Discharge planning was complex. The typical admission process for a patient like this would require an emergency evaluation and medical clearance, followed by an admission to an acute psychiatric hospital to start. When no community facility agreed to accept this patient, it became clear this team would need to approach discharge planning differently. Our BIT team completed an exhaustive bed search. Our complex case management team was at a loss for additional PA State options. Nobody quite knew what to do. The IICU started asking questions like "what does this patient need" and "where is the best place for this patient to receive the expert-level of care she needs." The answer kept coming back to a state mental health hospital. However, the process for admission to a state facility requires an acute psychiatric hospital admission first; followed by a long-term admission as pre-requisites. The problem for this patient was that nobody from those types of facilities would accept this patient either. In collaboration with LGH executive leadership and our LBHH partners, we began conversations with Lancaster County Mental Health Services and our local political representatives. The driving question being, "Was it possible this patient could be admitted directly from our hospital to a state hospital?"

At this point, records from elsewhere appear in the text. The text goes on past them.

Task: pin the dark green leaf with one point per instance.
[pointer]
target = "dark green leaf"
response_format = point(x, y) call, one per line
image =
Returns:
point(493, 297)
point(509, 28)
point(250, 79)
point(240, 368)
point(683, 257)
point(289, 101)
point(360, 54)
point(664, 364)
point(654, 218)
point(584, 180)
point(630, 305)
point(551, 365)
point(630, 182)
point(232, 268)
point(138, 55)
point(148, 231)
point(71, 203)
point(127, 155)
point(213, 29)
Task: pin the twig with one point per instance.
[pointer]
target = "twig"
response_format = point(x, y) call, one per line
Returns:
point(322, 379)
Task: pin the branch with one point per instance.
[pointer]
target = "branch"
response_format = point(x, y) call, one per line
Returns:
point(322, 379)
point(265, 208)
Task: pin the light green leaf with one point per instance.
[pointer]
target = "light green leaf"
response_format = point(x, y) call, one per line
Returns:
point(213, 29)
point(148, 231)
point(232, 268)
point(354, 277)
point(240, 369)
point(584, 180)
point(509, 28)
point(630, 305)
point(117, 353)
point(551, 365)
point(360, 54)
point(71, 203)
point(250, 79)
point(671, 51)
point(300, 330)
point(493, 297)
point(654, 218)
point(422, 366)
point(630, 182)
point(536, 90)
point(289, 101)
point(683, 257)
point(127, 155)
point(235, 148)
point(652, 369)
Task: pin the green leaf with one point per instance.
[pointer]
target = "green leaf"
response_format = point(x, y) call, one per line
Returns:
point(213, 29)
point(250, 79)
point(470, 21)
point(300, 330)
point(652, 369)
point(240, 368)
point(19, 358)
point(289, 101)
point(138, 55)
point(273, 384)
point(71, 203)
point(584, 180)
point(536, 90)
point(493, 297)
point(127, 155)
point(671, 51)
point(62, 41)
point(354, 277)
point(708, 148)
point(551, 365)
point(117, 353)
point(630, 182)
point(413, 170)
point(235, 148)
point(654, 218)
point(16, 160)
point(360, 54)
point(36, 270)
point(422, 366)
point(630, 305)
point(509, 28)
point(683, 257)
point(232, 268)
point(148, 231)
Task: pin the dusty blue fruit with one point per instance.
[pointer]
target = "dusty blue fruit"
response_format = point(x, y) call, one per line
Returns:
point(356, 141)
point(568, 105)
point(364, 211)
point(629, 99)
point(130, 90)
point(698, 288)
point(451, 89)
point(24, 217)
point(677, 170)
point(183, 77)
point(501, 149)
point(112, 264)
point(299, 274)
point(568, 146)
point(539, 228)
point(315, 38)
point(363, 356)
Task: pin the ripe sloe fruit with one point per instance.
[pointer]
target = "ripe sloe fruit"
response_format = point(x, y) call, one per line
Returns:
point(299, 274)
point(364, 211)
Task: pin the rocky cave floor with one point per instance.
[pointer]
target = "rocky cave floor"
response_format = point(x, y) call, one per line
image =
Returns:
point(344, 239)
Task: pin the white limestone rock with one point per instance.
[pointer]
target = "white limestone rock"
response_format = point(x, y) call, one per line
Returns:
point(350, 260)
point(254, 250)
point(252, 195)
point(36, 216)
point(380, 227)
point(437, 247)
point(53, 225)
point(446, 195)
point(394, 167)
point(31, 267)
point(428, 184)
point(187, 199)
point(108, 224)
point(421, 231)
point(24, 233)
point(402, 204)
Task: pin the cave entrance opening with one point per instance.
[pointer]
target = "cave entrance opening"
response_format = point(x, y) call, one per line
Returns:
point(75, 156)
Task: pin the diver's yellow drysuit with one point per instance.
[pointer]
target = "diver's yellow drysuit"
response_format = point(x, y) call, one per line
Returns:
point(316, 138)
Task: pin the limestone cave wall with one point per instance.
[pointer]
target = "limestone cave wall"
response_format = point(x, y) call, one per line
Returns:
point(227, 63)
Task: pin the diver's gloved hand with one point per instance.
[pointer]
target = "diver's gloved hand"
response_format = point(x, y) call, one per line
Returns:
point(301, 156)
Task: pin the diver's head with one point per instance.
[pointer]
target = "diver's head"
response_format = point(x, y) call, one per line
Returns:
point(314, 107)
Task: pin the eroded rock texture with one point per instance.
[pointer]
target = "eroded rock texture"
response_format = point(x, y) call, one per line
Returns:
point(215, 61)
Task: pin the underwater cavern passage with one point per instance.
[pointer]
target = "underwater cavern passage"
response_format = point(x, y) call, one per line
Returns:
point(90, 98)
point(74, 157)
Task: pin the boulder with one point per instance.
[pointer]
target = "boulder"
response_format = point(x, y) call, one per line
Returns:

After many emails, phone calls, and meetings, the answer was yes! It was possible! However, the patient was placed on a list of individuals from Lancaster County to be admitted, it could take upwards of a year unit she could transfer. Through continued collaboration from all involved, the patient was transferred on her 91st day of admission. Because of her improved mental health, the hours-long transport requiring a paramedic and RN accompanying was uneventful. The patient made no efforts to elope or self-harm. This fact is remarkable given all that she had been through and her compulsory behaviors.